Queensland flood victims face sewage crisis
A damaged weir and contaminated water pose a new risk for the flood-stricken town of St George in Queensland's southern inland.
While the town has managed to avoid widespread inundation, flooding has damaged the local sewage treatment plant, polluting the floodwaters and posing a major public health risk.
Engineers have also found that Moolabah Weir on the outskirts of town is damaged and could collapse.
Residents had been hoping to begin to return to their homes today, but police say the mandatory evacuation order will remain in place.
Water supplier SunWater says engineers found concrete slabs on the weir spillway were moving late on Tuesday.
An emergency alert has been issued to residents downstream of the weir, warning there could be a sudden flood surge.
The Balonne River has reached 13.93 metres at St George and is still rising slowly to a predicted peak of around 14 metres.
The temporary levee is still protecting the town.

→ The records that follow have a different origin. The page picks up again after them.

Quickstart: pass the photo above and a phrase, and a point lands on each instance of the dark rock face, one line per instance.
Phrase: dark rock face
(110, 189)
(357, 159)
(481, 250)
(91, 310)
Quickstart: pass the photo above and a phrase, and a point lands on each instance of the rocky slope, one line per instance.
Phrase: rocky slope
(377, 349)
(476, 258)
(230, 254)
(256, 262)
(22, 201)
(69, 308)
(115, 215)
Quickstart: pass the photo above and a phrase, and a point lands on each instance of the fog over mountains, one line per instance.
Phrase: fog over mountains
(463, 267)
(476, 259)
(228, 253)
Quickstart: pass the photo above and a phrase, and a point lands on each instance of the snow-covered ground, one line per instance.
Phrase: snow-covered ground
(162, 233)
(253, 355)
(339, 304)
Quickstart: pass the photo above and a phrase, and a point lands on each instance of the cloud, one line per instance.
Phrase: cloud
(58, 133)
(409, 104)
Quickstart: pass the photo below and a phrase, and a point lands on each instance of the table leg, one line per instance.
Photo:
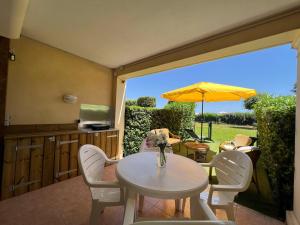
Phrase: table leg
(129, 214)
(197, 212)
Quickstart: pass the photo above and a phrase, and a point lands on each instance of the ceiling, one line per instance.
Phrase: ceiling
(117, 32)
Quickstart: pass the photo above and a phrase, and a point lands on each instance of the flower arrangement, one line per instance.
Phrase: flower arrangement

Balonne Shire Mayor Donna Stewart says the residents' safety must come first, and they cannot return to their homes until the sewage treatment plant is up and running.

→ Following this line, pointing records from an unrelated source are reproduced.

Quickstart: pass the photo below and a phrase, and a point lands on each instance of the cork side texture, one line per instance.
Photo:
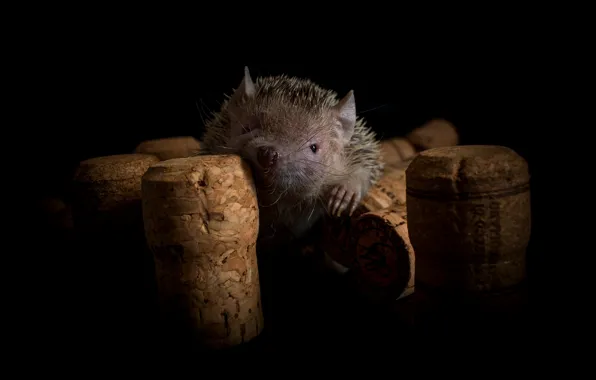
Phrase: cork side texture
(385, 258)
(469, 217)
(201, 223)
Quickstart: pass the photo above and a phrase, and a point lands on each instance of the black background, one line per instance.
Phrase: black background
(104, 92)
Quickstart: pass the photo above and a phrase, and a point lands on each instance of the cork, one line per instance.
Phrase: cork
(201, 222)
(338, 237)
(469, 218)
(107, 192)
(384, 257)
(171, 147)
(436, 133)
(108, 225)
(397, 150)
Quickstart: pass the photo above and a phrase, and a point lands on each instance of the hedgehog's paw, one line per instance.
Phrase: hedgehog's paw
(344, 197)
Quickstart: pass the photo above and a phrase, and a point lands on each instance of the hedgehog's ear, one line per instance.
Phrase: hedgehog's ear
(246, 90)
(346, 114)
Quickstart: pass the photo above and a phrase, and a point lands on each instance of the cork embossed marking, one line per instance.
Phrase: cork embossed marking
(464, 196)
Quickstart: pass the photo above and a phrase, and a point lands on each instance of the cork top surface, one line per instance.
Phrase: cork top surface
(114, 167)
(467, 168)
(178, 169)
(179, 142)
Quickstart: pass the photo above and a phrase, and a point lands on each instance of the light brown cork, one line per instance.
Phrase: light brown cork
(397, 150)
(201, 221)
(171, 147)
(469, 218)
(385, 262)
(389, 191)
(436, 133)
(107, 191)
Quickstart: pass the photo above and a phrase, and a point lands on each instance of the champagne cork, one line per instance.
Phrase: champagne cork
(436, 133)
(338, 237)
(397, 150)
(384, 258)
(108, 223)
(433, 134)
(201, 222)
(469, 218)
(171, 147)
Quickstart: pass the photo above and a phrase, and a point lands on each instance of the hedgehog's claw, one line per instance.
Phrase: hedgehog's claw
(344, 198)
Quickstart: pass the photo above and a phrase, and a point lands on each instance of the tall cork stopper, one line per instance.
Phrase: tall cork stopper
(170, 147)
(201, 222)
(469, 218)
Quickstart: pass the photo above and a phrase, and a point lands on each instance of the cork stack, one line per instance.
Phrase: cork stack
(107, 220)
(469, 220)
(170, 147)
(201, 222)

"Unfortunately until the floodwater recedes we can't allow people back into the town for obvious health reasons," she said.
"There is about 25 per cent of the town has not got a sewerage service and that is due to the fact that the floodwater has gone over the top of our pumping system down that end of the town.
Just under 100 police and emergency service workers remain in St George, keeping homes and businesses secure.
There had been fears the entire town would be inundated after floodwaters were predicted to peak at 15 metres, half a metre above the makeshift levee protecting the town.
However waters are not expected to go higher than 14 metres, and will begin to recede over the coming days, with damage restricted to 50 homes outside the levee.